Use a good player that fully supports podcasts. The last thing you want is a player that supposedly supports podcasts but then makes you do all the leg work (thus eliminating some of the major advantages of podcasts). A podcast, by definition has a feed, and the player should support subscribing to that feed in some fashion, and have some mechanisms to automatically download the episodes for you and present them to you in some fashion. It should also provide some mechanisms to present which shows have been listed to and delete or hide them. If you are on an Android phone, I highly recommend DoggCatcher (I know, weird name, but it is great).
The beauty of podcasts is the way you can set your player/device to fetch them automatically and delete them when you are done. It’s hard to believe we had to go to the websites individually to manually download this stuff!
Having too many podcasts can be frustrating, you can never keep up. Too few can can be annoying because there will be times when you would like to listen something and simply have no episodes of anything.
Podcasts that advertise themselves as such, but then fail to provide an RSS feed annoy me to no end. Individual mp3 episodes (in my mind) are not a podcast! I can’t tell you how many times I encounter sites (made by people who should know better), who make it nearly impossible to find the podcast rss link.
Podcasts that only feature an Itunes subscribe link are annoying too! Hello, not everyone has an apple device and not everyone uses itunes…
“Is there any chance I’ll listen to an episode of this in the next month?” may be a good criteria to determine whether to subscribe.
There are basically two types of podcasts, the ones you want to listen to every single minute of, and other ones that you let run and tune in and out on (or perhaps look at the title a just skip through them).
A good balance between “an episode every day or week” and “an episode or two this year, perhaps” shows is good.
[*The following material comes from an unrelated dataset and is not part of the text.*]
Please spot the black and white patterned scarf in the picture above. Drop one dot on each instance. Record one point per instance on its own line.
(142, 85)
Too many of the former and you will be overloaded and never able to keep up. Too few, and you’ll find yourself wanting to listen to something and not have anything.
A good variety between emphasis on episodes among your podcast list is good (ie. both long and short, interviews and lectures, serious and funny, etc.)
Are you a podcaster and you want to improve your podcast? General tips that should work out to your advantages in most cases:
Publish more than once a month but less than twice a week, and then make your shows longer if you need to.
Try to make your shows an hour or less if you can.
On your website, make the RSS feed clearly visible!
Avoid annoying ranting, if you are just one person, at least interview someone once in a while!
Balance continuity and discontinuity between shows. No thread or too much of a thread between shows can become a problem.
Each episode, while ideally sharing common themes and continuing various memes, should to some degree intelligible without listening to the previous show or all the shows up to date.
If you make jokes and your show isn’t explicitly about humor, more likely than not your jokes will sound corny.
Consider and evaluate the tone you use and the way you handle guests or people you talk about! An overly polemic or negative tone actually gets quite annoying when you listen to it over and over again.
Try to get the best audio quality you can!
Think carefully about the theme music, don’t make it too long.
Episode show notes can be a real asset if they are done well.
Constantly talking about money (unless of course you are NPR Planet Money ) gets old very quickly (and saying how you “hate doing this” or “we never do this” doesn’t make it more excusable). Hearing small one-man podcasts repeatedly talk about money gets really irritating. If you’re a big organization that actually has an infrastructure and a following outside of your podcast, this is more excusable, though depending on context it can still be annoying. I think I must have dropped at least 4-5 podcasts because the constant jabbering about money or complaining about the lack of it just got so annoying and eliminated or reduced the usefuless of the podcast. If you talk about money do it minimally, giving listeners the information they need in order to donate (without repeating it too often). While one might pay for audio content, it is highly unlikely anyone wants to pay for audio content of you asking people to pay you for audio content. If you do ask for money, I suggest taking one of the following approaches:
Put it on your website, but leave it out of the podcast.
Make it a predictable, scripted, tasteful presentation of about 15-20 seconds a consistent place in the beginning or end of your show (if I get the sense that any time, I could get an extemperaneous speech lasting between 1 minute and 20, I will drop your show ASAP).
Devote one show to talking about money and then drop the topic and do not bring it up in any other show until at least a year or two has passed.